April 6, 2024: Norinco, a Chinese weapons export company with $83 billion in annual sales, introduced a new SH15 truck mounted 155mm artillery system. The unmanned 14-ton automated turret is mounted on the back of a 6x6 truck. The complete system weighs 31 tons. The turret contains 27 155mm shells and a system that can provide different combinations of propellant charges depending on how far the shell is to be fired. When the vehicle halts to fire, two stabilizer mechanisms are lowered in the rear of the truck while the two man crew enters data into the fire control system about where the target is and how many shells will be fired. The gun fires, then the stabilizer mechanism is retracted, and the truck can drive away to avoid any return, or counterbattery, fire. The autoloader mechanism can be quickly reloaded from resupply trucks.

The SH15 is an upgrade of the older PLC-181 which has been used by the Chinese military since 2019. Currently 620 PLC-181 systems are in service with the Chinese army. The 30-ton SH15 is for export and the Chinese army will continue using the PLC-181, which is lighter, at 25 tons. The PLC-181 can fire four to six rounds a minute at ranges of 40 kilometers. Using a rocket boosted 155mm shell the range is 72 kilometers. So far, the Sh15 has been exported to Pakistan, which received 320 vehicles, Ethiopia, which received 32 and Myanmar (Burma) which is awaiting delivery of 150 vehicles.

PLC-181 is similar to the French Caesar artillery systems that was sent to Ukraine by NATO. There Ukraine found that this novel truck-mounted 155mm howitzer was more effective than towed or conventional self-propelled artillery systems that ran on tracks, like a tank. That led Ukraine to purchase more Caesar systems from the French manufacturer. The French had already increased production of Caesar systems to six a month and are preparing to increase that to eight a month. The manufacturer has also made several improvements and upgrades. These are often based on feedback from Ukrainian users. The changes include adapting Caesar for use on different types of trucks and upgrades to the fire control system that allow the use of different types of 155mm shells, including some that can hit targets fifty kilometers away accurately. This required upgrades to the fire control system to increase effectiveness of regular missions and as well as the accuracy of long-range missions. A semi-automatic loading system increases the rate of fire and requires less physical effort from the crew.

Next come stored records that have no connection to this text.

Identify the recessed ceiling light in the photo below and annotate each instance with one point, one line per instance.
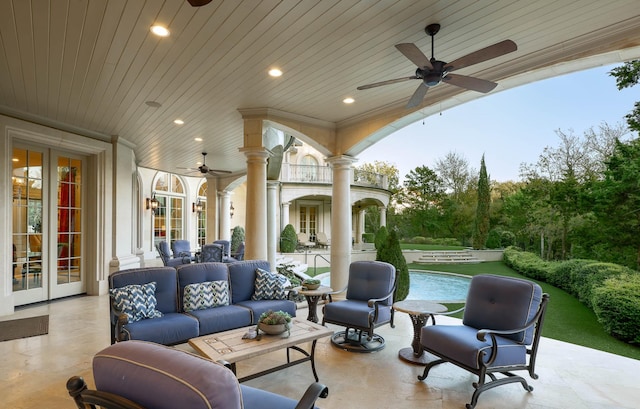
(160, 31)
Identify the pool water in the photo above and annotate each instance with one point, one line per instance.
(431, 286)
(437, 286)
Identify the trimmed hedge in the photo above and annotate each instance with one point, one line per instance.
(611, 290)
(617, 306)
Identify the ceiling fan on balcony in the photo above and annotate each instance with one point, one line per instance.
(205, 170)
(432, 72)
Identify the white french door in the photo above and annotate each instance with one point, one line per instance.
(47, 224)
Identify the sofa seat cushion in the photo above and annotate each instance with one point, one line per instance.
(223, 318)
(155, 376)
(171, 328)
(459, 343)
(253, 398)
(355, 312)
(268, 286)
(208, 294)
(262, 306)
(136, 301)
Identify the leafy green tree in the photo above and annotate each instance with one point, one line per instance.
(617, 199)
(421, 199)
(288, 239)
(392, 254)
(628, 75)
(381, 237)
(482, 211)
(237, 237)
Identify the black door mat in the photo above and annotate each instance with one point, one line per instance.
(24, 327)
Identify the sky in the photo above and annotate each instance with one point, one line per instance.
(510, 127)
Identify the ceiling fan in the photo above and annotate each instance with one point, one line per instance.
(432, 72)
(198, 3)
(204, 169)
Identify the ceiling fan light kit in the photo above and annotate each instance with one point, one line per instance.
(432, 72)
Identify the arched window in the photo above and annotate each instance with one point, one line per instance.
(168, 222)
(309, 165)
(201, 218)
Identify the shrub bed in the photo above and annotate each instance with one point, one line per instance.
(617, 305)
(611, 290)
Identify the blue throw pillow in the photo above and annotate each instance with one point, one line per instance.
(138, 302)
(208, 294)
(268, 286)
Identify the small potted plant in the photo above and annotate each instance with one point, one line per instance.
(311, 284)
(274, 323)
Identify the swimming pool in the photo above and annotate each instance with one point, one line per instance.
(427, 285)
(430, 285)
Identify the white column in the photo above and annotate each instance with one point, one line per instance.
(256, 217)
(361, 215)
(284, 215)
(272, 221)
(383, 216)
(340, 220)
(225, 215)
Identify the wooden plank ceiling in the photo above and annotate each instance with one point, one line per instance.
(93, 65)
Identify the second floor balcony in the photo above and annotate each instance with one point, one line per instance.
(323, 175)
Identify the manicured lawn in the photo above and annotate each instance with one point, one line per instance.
(567, 319)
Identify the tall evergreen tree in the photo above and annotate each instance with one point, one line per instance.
(482, 211)
(392, 254)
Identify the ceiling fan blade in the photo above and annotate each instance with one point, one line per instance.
(387, 82)
(418, 95)
(414, 54)
(487, 53)
(198, 3)
(472, 83)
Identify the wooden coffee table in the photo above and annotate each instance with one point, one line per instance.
(228, 347)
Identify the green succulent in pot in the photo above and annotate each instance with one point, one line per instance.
(274, 323)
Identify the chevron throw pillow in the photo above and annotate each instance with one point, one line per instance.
(268, 286)
(138, 302)
(208, 294)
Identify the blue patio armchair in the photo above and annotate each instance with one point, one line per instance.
(211, 253)
(499, 334)
(367, 306)
(182, 249)
(165, 255)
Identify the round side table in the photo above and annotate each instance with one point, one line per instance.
(419, 311)
(313, 296)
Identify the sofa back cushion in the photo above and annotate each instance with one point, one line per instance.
(200, 273)
(242, 276)
(502, 303)
(155, 376)
(166, 284)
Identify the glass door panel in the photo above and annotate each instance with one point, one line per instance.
(28, 226)
(68, 248)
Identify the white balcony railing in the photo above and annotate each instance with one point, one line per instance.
(322, 174)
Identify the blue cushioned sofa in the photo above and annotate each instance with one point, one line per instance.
(177, 325)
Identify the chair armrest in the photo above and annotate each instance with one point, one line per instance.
(314, 391)
(329, 295)
(481, 335)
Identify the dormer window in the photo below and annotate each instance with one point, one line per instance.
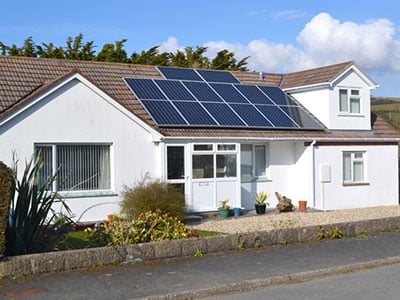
(349, 101)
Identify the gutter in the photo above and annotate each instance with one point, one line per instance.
(271, 139)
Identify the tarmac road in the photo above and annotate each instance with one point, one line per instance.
(212, 274)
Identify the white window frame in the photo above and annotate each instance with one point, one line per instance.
(354, 160)
(350, 97)
(85, 191)
(266, 175)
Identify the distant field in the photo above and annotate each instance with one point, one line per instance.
(387, 108)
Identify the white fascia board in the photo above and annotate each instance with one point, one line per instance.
(156, 136)
(272, 139)
(364, 77)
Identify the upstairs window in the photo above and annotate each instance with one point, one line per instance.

Ukraine found that their first Caesar systems were the key to developing a more effective counterbattery, aka destroying enemy artillery. NATO was able to help with that because NATO also supplied very effective counterbattery radars that are used to calculate where enemy shells and rockets were coming from. This enabled the Ukrainians to fire back quickly, often while the Russian artillery was being moved to avoid counterbattery fire. Ukraine did this by developing a better fire control system that was much quicker to react using multiple well-dispersed individual guns and artillery rocket launchers, as well as their own UAVs that specialized in detecting targets, especially enemy artillery systems that were not firing. The Russians have nothing as effective as this and neither does NATO.